Quote Originally Posted by THEFERMANATOR View Post
Somebody else tried changing the trans type, flashed ot in using pcmhammer, and it bricked his PCM. Tried it on another and got the same result. So don't change that setting.
With out knowing more about how you flashed the file I'm not going to say this will 100% work but it's very unlikely either of the PCM's are actually bricked unless you altered something in the boot sector of the bin file.

View or download the picture and you will see there is a pin I've highlighted. With the PCM turned ON ground this pin for .5-1 seconds and IMMEDIATELY attempt to re-flash the PCM. Depending on what tool your using to flash with you may need to click start a split second before you release the pin from ground to get the timing on this right. You may only have a 1- 2 second window where the the PCM will be flash-able but that depends on how bad its damaged.

If the flash chips file is only slightly damaged the PCM will boot and start sending either an OS or calibration recovery mode message and will allow you to reflash until the next time its turned off so there is no requirement here on how precise the timing needs to be. It will be in an unlocked state and allow uploading a flash kernel into the ram.

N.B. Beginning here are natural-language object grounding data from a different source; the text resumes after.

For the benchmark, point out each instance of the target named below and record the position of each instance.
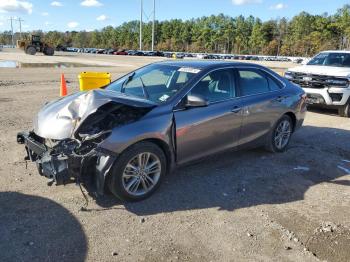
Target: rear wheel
(138, 172)
(279, 137)
(344, 111)
(31, 50)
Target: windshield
(156, 82)
(331, 59)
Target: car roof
(337, 51)
(204, 64)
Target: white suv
(326, 80)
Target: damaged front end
(74, 154)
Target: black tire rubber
(48, 51)
(114, 182)
(31, 50)
(344, 111)
(270, 145)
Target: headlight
(288, 75)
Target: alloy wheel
(141, 174)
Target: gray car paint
(198, 131)
(60, 119)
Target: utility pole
(12, 37)
(153, 24)
(20, 27)
(141, 13)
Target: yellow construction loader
(34, 45)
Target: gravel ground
(235, 206)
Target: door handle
(236, 109)
(280, 98)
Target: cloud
(91, 3)
(56, 3)
(102, 18)
(72, 24)
(244, 2)
(278, 6)
(16, 6)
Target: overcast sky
(88, 15)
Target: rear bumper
(332, 96)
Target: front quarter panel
(157, 126)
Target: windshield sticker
(189, 70)
(164, 98)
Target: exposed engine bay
(79, 158)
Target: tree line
(302, 35)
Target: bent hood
(322, 70)
(60, 119)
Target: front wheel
(138, 172)
(280, 135)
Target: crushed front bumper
(64, 167)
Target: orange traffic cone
(63, 88)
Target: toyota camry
(128, 136)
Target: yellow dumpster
(93, 80)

Now if the main OS is badly damaged or there is corrupted information in the boot block the data bus will only come online for a very short time and you will need to time the ground release so as soon as the flash chip resets you are unlocking the PCM and start the flash kernel upload. The flash kernel needs to be uploaded and brought online before the data bus becomes unresponsive again for this to work. The greater the damage in the boot block the less time you will have to upload the kernel.